Un dolor brutal. Sentí como el metal ardiente entraba en mi cuerpo, me robaba el aliento, me tumbaba de espalda. El hombre apuntó de nuevo, pero sonó otro disparo que alcanzó al hombre en el cuello con tanta fuerza que casi lo decapitó. Miré más allá del cuerpo que se desplomaba, pero ya lo sabía.

Win había llegado.

El otro hombre, el tipo que había estado a mi izquierda, se volvió justo a tiempo para ver a Win girarse y apretar de nuevo el gatillo. El gran proyectil lo alcanzó en mitad del rostro y su cabeza explotó. Miré a Terese. No se movía. El hombre de la foto —el hombre al que le había disparado— comenzaba a correr para meterse en el salón de diario. Escuché más disparos. Escuché alguien que gritaba: «Quieto, deténgase». No le hice caso. De alguna manera me arrastré hacia el salón. La sangre manaba de mi cuerpo. No lo sabía bien, pero supuse que la bala me había alcanzado en algún lugar cerca del estómago.

Me arrastré a través de la abertura, sin siquiera ver si era seguro. «Muévete», pensé, «pilla a ese cabrón y mátalo». Ya estaba junto a la ventana. Yo sufría y quizás deliraba, pero alcancé a sujetarle una pierna. Intentó apartarme a puntapiés, pero no lo consiguió. Lo hice caer al suelo.

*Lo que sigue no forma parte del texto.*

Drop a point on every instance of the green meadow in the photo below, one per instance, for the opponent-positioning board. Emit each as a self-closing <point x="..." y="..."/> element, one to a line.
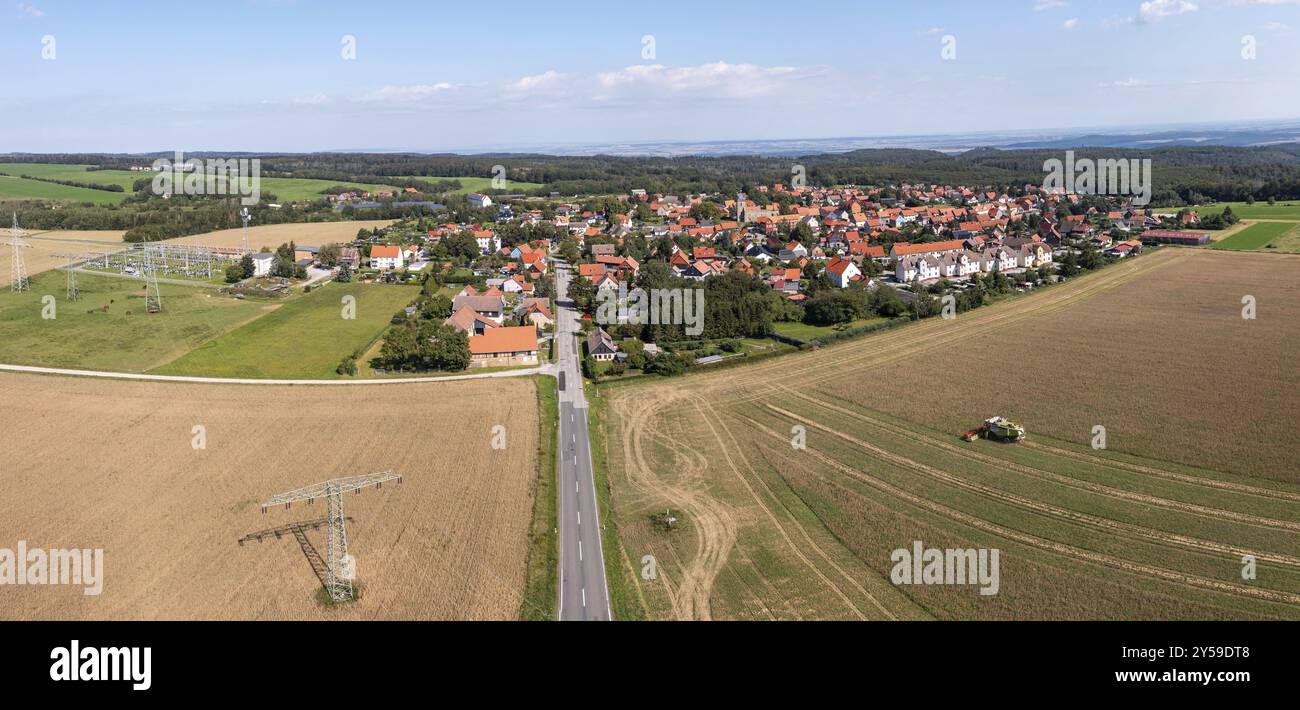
<point x="108" y="328"/>
<point x="479" y="184"/>
<point x="284" y="189"/>
<point x="1286" y="210"/>
<point x="304" y="338"/>
<point x="1256" y="236"/>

Luchamos, pero no era contrincante para mi furia. Le aplasté un ojo con el pulgar, debilitándolo. Lo sujeté por el cuello y comencé a apretar. Empezó a mover brazos y piernas, me golpeó en el rostro y el cuello. Continué apretando.

—¡Quieto! ¡Suéltelo!

Voces a lo lejos. Conmoción. Ni siquiera estaba seguro de que fuesen reales. Era como si sonase algo arrastrado por el viento. Quizás podía ser una alucinación. El acento sonaba norteamericano, incluso conocido.

Continué apretando aquella garganta.

—¡Dije quieto! ¡Ahora! ¡Suéltelo!

Estaba rodeado. Seis, ocho hombres, quizás más. La mayoría con las armas apuntando.

Mis ojos se cruzaron con los del asesino. Había algo burlón en ellos. Sentí que aflojaba la mano. No sabía si era la orden de que lo soltara o si la bala me robaba las fuerzas. Aparté la mano. El asesino tosió y escupió y luego intentó aprovechar la ventaja.

Levantó el arma.

Tal y como yo había esperado. Había desenfundado la mía de la pistolera. Le sujeté la muñeca con la mano izquierda.

La voz norteamericana conocida gritó:

—No.

En realidad no me importaba si me disparaba. Sin soltarle la muñeca, le metí la pistola debajo de la barbilla y apreté el gatillo. Sentí algo húmedo y pegajoso en la cara. Luego solté el arma y caí sobre el cuerpo inmóvil.

Hombres, muchos de ellos por la sensación, se me echaron encima. Ahora que había hecho lo que tenía que hacer, mi fuerza y voluntad de vivir se esfumaron. Les dejé que me diesen la vuelta, me esposasen e hiciesen lo que quisieran, pero no había necesidad de que me sujetasen. La lucha se había acabado. Me pusieron boca arriba. Giré la cabeza y miré el cuerpo inmóvil de Terese. Sentí un dolor tan enorme como aquel que me consumía.

Sus ojos estaban cerrados y, muy pronto, también se cerraron los míos.